Interference is at once associated with the bandwidth and data rate of the system. As in line with Eqs. (1) and (2), we can see that SE is likewise associated with the bandwidth and data rate. Of course, we can grow the SE with the aid of using enhancing the data rate in addition to lowering the bandwidth, however in each case, there may be an increment withinside the interference which reduces the effectiveness of the system. So, interference management and control together play a completely crucial position in D2D communication. Interference withinside the cellular network may be decreased with the assistance of power control, powerful frequency mission, the use of sensible techniques, and intermodulation.

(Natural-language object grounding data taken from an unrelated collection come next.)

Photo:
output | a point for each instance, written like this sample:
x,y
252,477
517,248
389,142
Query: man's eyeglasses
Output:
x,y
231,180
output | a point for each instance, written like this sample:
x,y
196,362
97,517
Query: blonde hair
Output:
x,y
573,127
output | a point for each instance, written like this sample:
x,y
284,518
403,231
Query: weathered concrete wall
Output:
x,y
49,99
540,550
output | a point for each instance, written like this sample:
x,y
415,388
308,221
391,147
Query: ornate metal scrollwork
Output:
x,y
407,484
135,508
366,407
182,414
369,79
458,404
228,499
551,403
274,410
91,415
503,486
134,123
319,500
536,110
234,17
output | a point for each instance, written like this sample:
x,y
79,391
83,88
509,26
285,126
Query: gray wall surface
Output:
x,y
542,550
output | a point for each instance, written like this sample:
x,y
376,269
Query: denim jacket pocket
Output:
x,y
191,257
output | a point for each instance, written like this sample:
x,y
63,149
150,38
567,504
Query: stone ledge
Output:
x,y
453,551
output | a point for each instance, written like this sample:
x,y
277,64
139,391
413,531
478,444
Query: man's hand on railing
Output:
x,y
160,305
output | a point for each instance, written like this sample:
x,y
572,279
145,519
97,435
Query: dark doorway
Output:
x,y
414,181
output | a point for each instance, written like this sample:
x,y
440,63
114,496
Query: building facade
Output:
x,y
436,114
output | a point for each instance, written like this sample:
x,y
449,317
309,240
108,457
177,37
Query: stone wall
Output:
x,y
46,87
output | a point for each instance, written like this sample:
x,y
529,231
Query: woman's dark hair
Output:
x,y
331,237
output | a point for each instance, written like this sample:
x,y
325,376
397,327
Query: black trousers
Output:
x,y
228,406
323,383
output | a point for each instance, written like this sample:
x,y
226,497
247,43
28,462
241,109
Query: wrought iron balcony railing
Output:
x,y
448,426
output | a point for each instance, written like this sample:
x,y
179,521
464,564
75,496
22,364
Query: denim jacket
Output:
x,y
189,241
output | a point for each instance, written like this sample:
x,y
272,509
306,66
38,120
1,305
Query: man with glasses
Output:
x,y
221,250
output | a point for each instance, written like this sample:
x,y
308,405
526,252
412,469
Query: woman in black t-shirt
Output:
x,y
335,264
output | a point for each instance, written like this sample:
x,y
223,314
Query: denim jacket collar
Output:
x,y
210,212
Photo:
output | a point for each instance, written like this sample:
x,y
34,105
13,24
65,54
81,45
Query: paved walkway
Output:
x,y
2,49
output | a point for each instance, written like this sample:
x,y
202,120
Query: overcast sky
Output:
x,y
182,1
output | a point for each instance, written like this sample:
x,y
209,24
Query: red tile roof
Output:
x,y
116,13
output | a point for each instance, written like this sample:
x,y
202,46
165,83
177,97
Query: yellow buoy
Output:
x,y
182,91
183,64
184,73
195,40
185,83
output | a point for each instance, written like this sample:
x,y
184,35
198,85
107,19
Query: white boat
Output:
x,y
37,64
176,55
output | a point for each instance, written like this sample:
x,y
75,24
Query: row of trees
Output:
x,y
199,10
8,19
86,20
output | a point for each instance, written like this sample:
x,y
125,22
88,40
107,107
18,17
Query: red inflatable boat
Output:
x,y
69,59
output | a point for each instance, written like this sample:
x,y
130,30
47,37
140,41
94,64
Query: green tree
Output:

Research paper [41] evaluates the SE strategies in D2D communication for 5G, right here this article provides the demanding situations withinside the control of interference. The authors of [42] investigated and analyzed the essential idea at the back of the D2D communication gadget to increase an efficient D2D resource allocation scheme with decreased interference. The work in [43] suggests the power control strategies which facilitate to lessen the impact of interference wherein interference management algorithm maximizes the overall performance of D2D communication in LTE-A networks for uplink and downlink transmissions. Moreover, the most appropriate routing selection strategies reduces the entire route distance which facilitates to limit the interference and enhance the general network capacity. The manuscript [44] represents a survey of the interference management for D2D applications for 5G. The article [45] affords the special famous and AI-based interference mitigation and RA strategies advanced in D2D communications which might be contemplated withinside the article [46]. Research article [46] surveyed the artificial intelligence (AI) conventional RRM (Radio Resource Management) and interference mitigation techniques where the authors discussed the mitigation of interference through mode selection, power control, and RRM together with traditional strategies. The MAAC (Multi-Agent Actor-Critic) is an algorithm that is proposed by the researchers of [47], that is used to keep away from interference (Table 2).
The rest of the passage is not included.